We have learned that pestilences will only take up their abode among those who have prepared unswept and ungarnished residences for them. Their cities must have narrow, unwatered streets, foul with accumulated garbage. Their houses must be ill-drained, ill-lighted, ill-ventilated. Their subjects must be ill-washed, ill-fed, ill-clothed. The London of 1665 was such a city. The cities of the East, where plague has an enduring dwelling, are such cities. We, in later times, have learned somewhat of Nature, and partly obey her. Because of this partial improvement of our natural knowledge and of that fractional obedience, we have no plague; because that knowledge is still very imperfect and that obedience yet incomplete, typhus is our companion and cholera our visitor.

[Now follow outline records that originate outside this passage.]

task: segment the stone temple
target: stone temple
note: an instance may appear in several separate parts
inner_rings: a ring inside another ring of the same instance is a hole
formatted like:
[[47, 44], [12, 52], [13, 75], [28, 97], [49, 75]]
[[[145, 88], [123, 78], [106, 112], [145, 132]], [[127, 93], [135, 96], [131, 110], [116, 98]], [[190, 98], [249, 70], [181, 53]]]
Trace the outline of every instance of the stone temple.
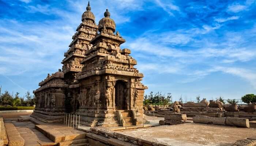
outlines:
[[141, 83], [143, 74], [134, 68], [131, 50], [121, 48], [125, 40], [118, 31], [114, 34], [108, 10], [98, 25], [91, 10], [89, 3], [64, 54], [62, 69], [48, 74], [34, 91], [31, 116], [55, 123], [63, 121], [64, 113], [74, 113], [81, 116], [80, 124], [90, 126], [142, 124], [147, 89]]

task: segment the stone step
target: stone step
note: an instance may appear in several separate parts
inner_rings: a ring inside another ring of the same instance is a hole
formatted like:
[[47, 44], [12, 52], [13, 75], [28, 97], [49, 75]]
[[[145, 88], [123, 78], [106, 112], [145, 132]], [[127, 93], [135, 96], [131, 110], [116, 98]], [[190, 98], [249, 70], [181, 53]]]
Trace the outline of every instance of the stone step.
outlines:
[[78, 144], [72, 144], [70, 145], [71, 146], [89, 146], [90, 143], [78, 143]]
[[129, 114], [128, 112], [122, 112], [122, 115], [123, 115], [123, 116], [124, 117], [128, 117], [130, 116], [129, 116]]
[[125, 120], [126, 123], [132, 122], [132, 117], [124, 117], [124, 118], [125, 118]]
[[[64, 129], [69, 128], [66, 126], [63, 127]], [[54, 127], [50, 126], [40, 125], [35, 125], [35, 128], [55, 142], [83, 139], [86, 137], [85, 132], [78, 130], [72, 130], [71, 132], [65, 130], [61, 130], [62, 129], [54, 129]]]

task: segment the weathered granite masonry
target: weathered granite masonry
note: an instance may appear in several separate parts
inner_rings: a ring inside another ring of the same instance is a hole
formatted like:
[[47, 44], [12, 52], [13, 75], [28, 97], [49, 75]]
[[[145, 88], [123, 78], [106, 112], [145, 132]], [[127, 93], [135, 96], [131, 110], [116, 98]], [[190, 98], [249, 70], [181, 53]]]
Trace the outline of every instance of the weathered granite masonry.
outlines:
[[59, 122], [64, 112], [83, 116], [87, 126], [125, 126], [142, 123], [143, 74], [134, 66], [131, 51], [121, 49], [125, 41], [108, 9], [95, 23], [88, 3], [82, 23], [65, 53], [62, 70], [39, 83], [34, 91], [35, 110], [32, 116], [46, 122]]

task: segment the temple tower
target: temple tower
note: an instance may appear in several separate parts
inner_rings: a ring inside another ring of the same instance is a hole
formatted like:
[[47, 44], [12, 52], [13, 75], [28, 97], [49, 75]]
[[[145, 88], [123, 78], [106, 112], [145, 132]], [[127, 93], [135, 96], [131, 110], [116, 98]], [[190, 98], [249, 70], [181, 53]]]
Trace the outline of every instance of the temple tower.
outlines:
[[[134, 66], [131, 50], [121, 49], [125, 42], [106, 9], [99, 20], [100, 33], [90, 42], [91, 49], [80, 62], [83, 67], [75, 80], [79, 82], [80, 107], [83, 124], [93, 126], [138, 125], [143, 122], [143, 74]], [[127, 122], [123, 117], [127, 118]]]
[[91, 9], [89, 2], [86, 11], [82, 15], [82, 23], [72, 37], [73, 41], [69, 46], [69, 49], [64, 54], [65, 58], [61, 62], [65, 80], [69, 83], [74, 81], [76, 73], [82, 71], [83, 65], [80, 62], [84, 57], [85, 51], [91, 47], [90, 42], [97, 34], [98, 26]]
[[95, 23], [95, 17], [91, 12], [90, 2], [86, 11], [82, 15], [82, 23], [76, 29], [76, 32], [72, 37], [73, 41], [69, 49], [64, 54], [65, 58], [61, 63], [65, 80], [69, 85], [67, 92], [65, 101], [67, 112], [75, 111], [78, 105], [77, 97], [80, 93], [79, 83], [75, 80], [76, 73], [82, 71], [83, 65], [80, 62], [84, 58], [84, 53], [91, 47], [90, 42], [97, 34], [98, 26]]

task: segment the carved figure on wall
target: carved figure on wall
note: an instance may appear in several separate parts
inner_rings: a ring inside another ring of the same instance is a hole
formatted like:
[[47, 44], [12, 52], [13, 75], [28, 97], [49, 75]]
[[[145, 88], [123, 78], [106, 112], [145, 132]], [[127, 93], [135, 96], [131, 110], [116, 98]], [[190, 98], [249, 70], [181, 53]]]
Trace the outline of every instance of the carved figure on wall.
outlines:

But it is not presumptuous to express the belief that, when our knowledge is more complete and our obedience the expression of our knowledge, London will count her centuries of freedom from typhus and cholera, as she now gratefully reckons her two hundred years of ignorance of that plague which swooped upon her thrice in the first half of the seventeenth century.
Surely there is nothing in these explanations which is not fully borne out by the facts? Surely, the principles involved in them are now admitted among the fixed beliefs of all thinking men? Surely, it is true that our countrymen are less subject to fire, famine, pestilence, and all the evils which result from a want of command over and due anticipation of the course of Nature, than were the countrymen of Milton; and health, wealth, and well-being are more abundant with us than with them? But no less certainly is the difference due to the improvement of our knowledge of Nature, and the extent to which that improved knowledge has been incorporated with the household words of men, and has supplied the springs of their daily actions.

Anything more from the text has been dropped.